简寂星真是受不了这二十来岁了还像小孩一样的盛如希,但她还是木着脸开了门。就这样顺从了盛如希还不满意,在宽敞的副驾驶翘着纤细的双腿,手臂往上微微抬起,等待着简寂星的搀扶。
忍了。
简寂星一边把手臂伸过去,一边问:“你把我当奴隶了是吧。”
“别这么说自己。”盛如希扬起下巴,手搭在简寂星的胳膊上站起来,“我身边人可多了去了,但我都不让别的alpha扶,也没让雾雾扶,就只要你扶,很重视你了。”
诡辩能力可真是惊人。简寂星挤出几个字:“所以你就是把我一个人当奴隶。”
她提上了后备箱准备好的礼物,满满当当,在和盛如希走向家中,盛如希没忍住又问。
“你打电话还要下车啊。”
简寂星道:“是我母亲打来的电话,问我准备好怀熙的礼物没有。”
盛如希噎了一下,才埋怨说:“你怎么这时候才说,不然我也能和母亲打个招呼。”
“你又没问。”简寂星扫她一眼,“没人要求你对奴隶的母亲打招呼。”
“你能不能少胡说八道?”盛如希吓了一跳,伸手捂在简寂星的嘴,又轻拍了两下。她并未意识到这动作太过亲密,手腕上的香水味很甜,淡淡地飘进了简寂星的鼻子。

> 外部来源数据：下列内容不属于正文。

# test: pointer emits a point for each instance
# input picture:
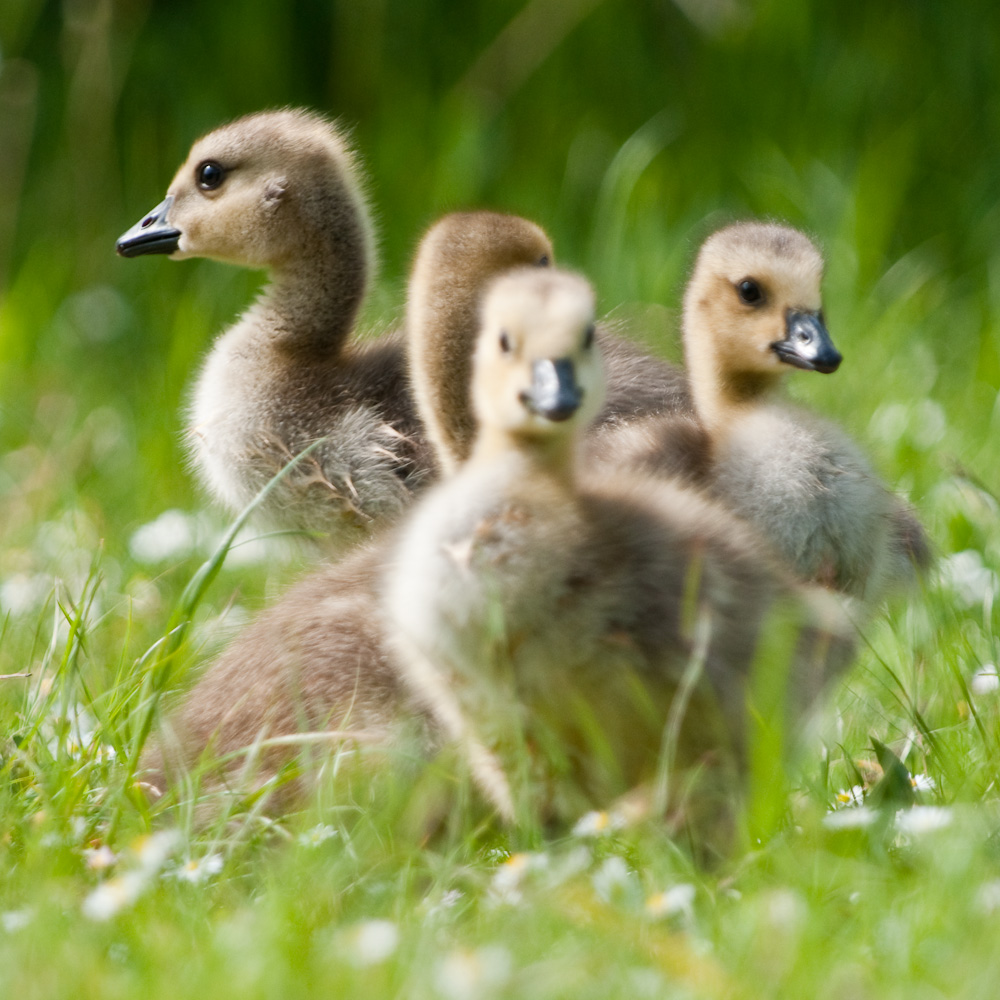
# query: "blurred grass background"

整个京市,除了这个当女儿的敢这样说简砚川,别的人还真不敢。
盛如希在长辈面前很是守礼。虽然简寂星的两位母亲早年已经分开,但两位长辈在外都很体面,也未缺少对简寂星的支持。哪怕后来又有了自己的子女,关系也一直良好。
和简寂星是死对头无疑,但不影响盛如希对简寂星的母亲们印象好。
简寂星的妹妹颜怀熙并非是有简砚川血缘的女儿,但她仍旧能在颜怀熙生日时打来电话关心,给的是前妻的面子。